What is a Hypothesis Test and Confidence Interval?

A hypothesis test evaluates whether sample data provides enough evidence to reject a null hypothesis. A confidence interval estimates the range where the true population parameter likely falls with a specified probability.

Common hypothesis tests include z-tests and t-tests, while confidence intervals are calculated using sample statistics and standard errors.

Key Formulas

Z-test statistic: \( z = \frac{\bar{x} - \mu_0}{\sigma/\sqrt{n}} \)

T-test statistic: \( t = \frac{\bar{x} - \mu_0}{s/\sqrt{n}} \)

Confidence interval: \( \bar{x} \pm z_{\alpha/2} \cdot \frac{\sigma}{\sqrt{n}} \) (for z-test) or \( \bar{x} \pm t_{\alpha/2} \cdot \frac{s}{\sqrt{n}} \) (for t-test)

Note: This calculator assumes normally distributed data. For small samples (n < 30), use the t-distribution. For larger samples, use the z-distribution.

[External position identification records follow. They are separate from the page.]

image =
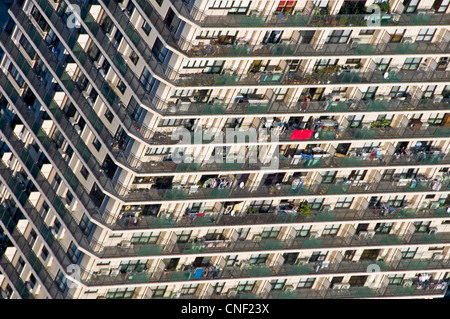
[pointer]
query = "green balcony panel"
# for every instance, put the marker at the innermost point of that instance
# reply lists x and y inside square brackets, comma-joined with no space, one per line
[312,243]
[273,245]
[150,250]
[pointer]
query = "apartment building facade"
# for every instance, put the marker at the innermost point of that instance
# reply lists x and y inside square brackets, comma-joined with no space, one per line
[225,149]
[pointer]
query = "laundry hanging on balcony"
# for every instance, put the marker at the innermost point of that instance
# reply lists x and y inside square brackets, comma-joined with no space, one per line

How to Use This Calculator

  1. Enter your sample mean (x̄)
  2. Enter the population standard deviation (σ) or sample standard deviation (s)
  3. Enter the sample size (n)
  4. Enter the hypothesized population mean (μ₀)
  5. Select the significance level (α)
  6. Choose between z-test or t-test
  7. Click "Calculate" to get results

Formulas and Assumptions

The calculator uses these statistical formulas:

  • Z-test for large samples (n ≥ 30)
  • T-test for small samples (n < 30)
  • Confidence intervals based on standard error

Assumptions:

  • Data is normally distributed
  • Samples are independent and random
  • Population standard deviation is known for z-tests

Worked Example

Suppose we want to test if the average height of a population is 170 cm, with a sample mean of 172 cm, standard deviation of 5 cm, and sample size of 50.

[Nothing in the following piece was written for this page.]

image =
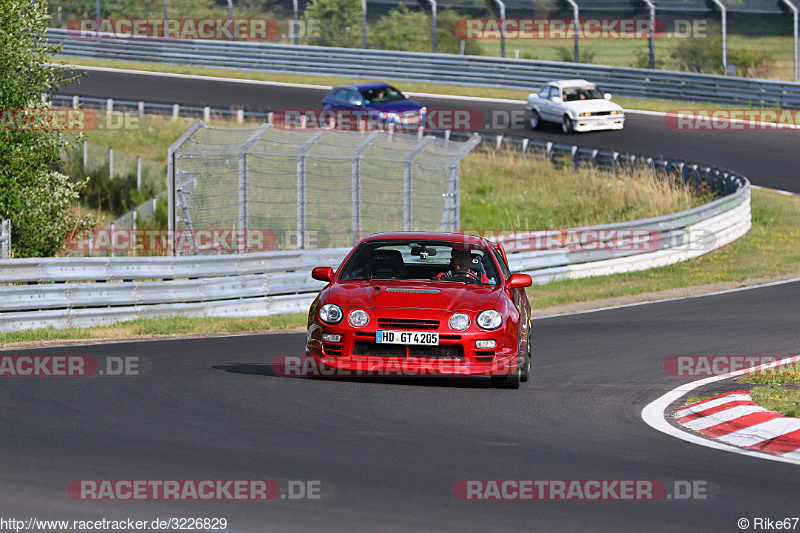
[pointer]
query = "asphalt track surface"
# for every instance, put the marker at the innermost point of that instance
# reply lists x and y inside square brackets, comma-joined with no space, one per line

  1. Calculate standard error: 5/√50 ≈ 0.707
  2. Calculate z-score: (172-170)/0.707 ≈ 2.83
  3. Determine p-value from z-table: ≈ 0.0023
  4. Compare to α = 0.05: p < α → Reject null hypothesis
  5. Calculate 95% confidence interval: 172 ± 1.96*0.707 → [170.6, 173.4]

Interpreting Results

For hypothesis tests:

  • If p-value < α, reject the null hypothesis
  • If p-value ≥ α, fail to reject the null hypothesis

For confidence intervals:

  • 95% CI means there's 95% probability the true mean falls within the interval
  • Wider intervals indicate more uncertainty

FAQ

What's the difference between a hypothesis test and confidence interval?
A hypothesis test evaluates whether sample data provides enough evidence to reject a null hypothesis, while a confidence interval estimates the range where the true population parameter likely falls.
When should I use a z-test vs. t-test?
Use a z-test when the population standard deviation is known and the sample size is large (n ≥ 30). Use a t-test when the population standard deviation is unknown and the sample size is small (n < 30).
What does a p-value of 0.03 mean?
A p-value of 0.03 means there's a 3% probability of observing the sample data (or more extreme) if the null hypothesis were true. With a common α = 0.05, you would reject the null hypothesis.